この頃、CDCは創業期を脱して大企業となっていた。クレイは、彼がこっけいな管理上の雑事と考えたもののためにますますイライラさせられていた。1962年になると、3600 がリリース間近となって経営陣の希望通りに事が運ぶと、クレイと経営陣の間の緊張感は最高潮に達した。クレイはついにCDCのCEO ウィリアム・ノリスに、事態が変わらなければ会社を辞めるつもりであると告げた。ノリスは、クレイを失うには重要すぎると思い、クレイの望み通りに新しい研究所を設立する許可を与えた。
クレイは結局、彼の故郷チペワ・フォールズに戻ると決め、土地を購入し、新しい研究所を開設した。このために彼の新しいマシンの設計はかなり大きく遅れてしまったが、新しい研究所での作業が開始されると進捗は目覚しかった。そのころには新トランジスタは完璧に信頼でき、それを使って組み立てられたモジュールは最初の試験で問題なく動作することが多かった。システムアーキテクトであり「隠れた天才」と言われたジム・ソーントンとともに作業して、マシンはすぐに形を成してきた。
CDC 6600 は、全部で50台を売り上げた。そのほとんどは1号機を納入[2]したローレンス・リバモア国立研究所をはじめ核爆弾関連の研究所が購入したが、いくつかは大学のコンピューティング関係の研究室が購入した。クレイは直ちに後継機の開発に注力し、CDC 7600 として後にリリースされるマシンの性能目標を6600の10倍と定めた。後のCDC_CYBER(英語版) 70 と 170 コンピュータは CDC 6600 によく似ている。

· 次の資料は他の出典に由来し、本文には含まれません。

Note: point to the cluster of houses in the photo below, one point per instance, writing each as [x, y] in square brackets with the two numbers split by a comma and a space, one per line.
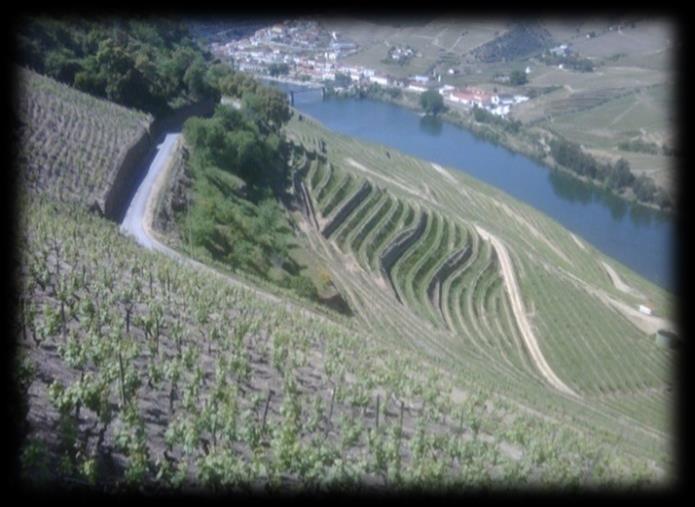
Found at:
[313, 56]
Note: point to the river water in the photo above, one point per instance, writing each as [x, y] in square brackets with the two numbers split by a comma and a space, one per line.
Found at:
[636, 236]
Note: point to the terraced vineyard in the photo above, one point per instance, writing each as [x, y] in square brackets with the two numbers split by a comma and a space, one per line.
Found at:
[71, 143]
[139, 370]
[549, 331]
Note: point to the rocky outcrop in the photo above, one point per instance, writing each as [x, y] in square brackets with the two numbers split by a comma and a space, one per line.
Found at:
[398, 246]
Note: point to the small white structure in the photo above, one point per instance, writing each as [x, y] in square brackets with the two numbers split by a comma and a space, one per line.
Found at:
[500, 110]
[417, 88]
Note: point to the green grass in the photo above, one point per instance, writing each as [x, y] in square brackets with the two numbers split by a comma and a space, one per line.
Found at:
[590, 346]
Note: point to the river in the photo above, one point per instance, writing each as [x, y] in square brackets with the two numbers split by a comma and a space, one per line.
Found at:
[639, 237]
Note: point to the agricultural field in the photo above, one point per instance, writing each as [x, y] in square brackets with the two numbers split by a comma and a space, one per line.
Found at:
[140, 371]
[629, 96]
[601, 121]
[71, 144]
[438, 285]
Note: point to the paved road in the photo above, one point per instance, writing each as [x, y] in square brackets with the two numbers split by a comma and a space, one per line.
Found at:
[134, 221]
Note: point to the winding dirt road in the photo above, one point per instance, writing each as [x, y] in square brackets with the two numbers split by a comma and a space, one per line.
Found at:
[520, 314]
[140, 215]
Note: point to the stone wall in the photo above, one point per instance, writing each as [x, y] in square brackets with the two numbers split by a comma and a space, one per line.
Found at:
[354, 201]
[140, 154]
[398, 246]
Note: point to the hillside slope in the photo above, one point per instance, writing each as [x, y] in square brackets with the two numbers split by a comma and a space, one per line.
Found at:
[71, 144]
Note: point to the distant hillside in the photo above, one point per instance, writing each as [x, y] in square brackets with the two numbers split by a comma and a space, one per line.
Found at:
[522, 40]
[151, 65]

日本では1970年に伊藤忠電子計算サービスが6600を約22億円で購入し、1966年に導入済みの3600との2台構成で1971年3月に営業運転を開始した[3]。 当時の典型的なマシンは、単一の複雑な中央処理装置を使ってシステム全体を動かす。典型的なプログラムは、まずメモリ中にデータをロードし(ライブラリを使うことが多い)、それを処理し、結果を書き出す。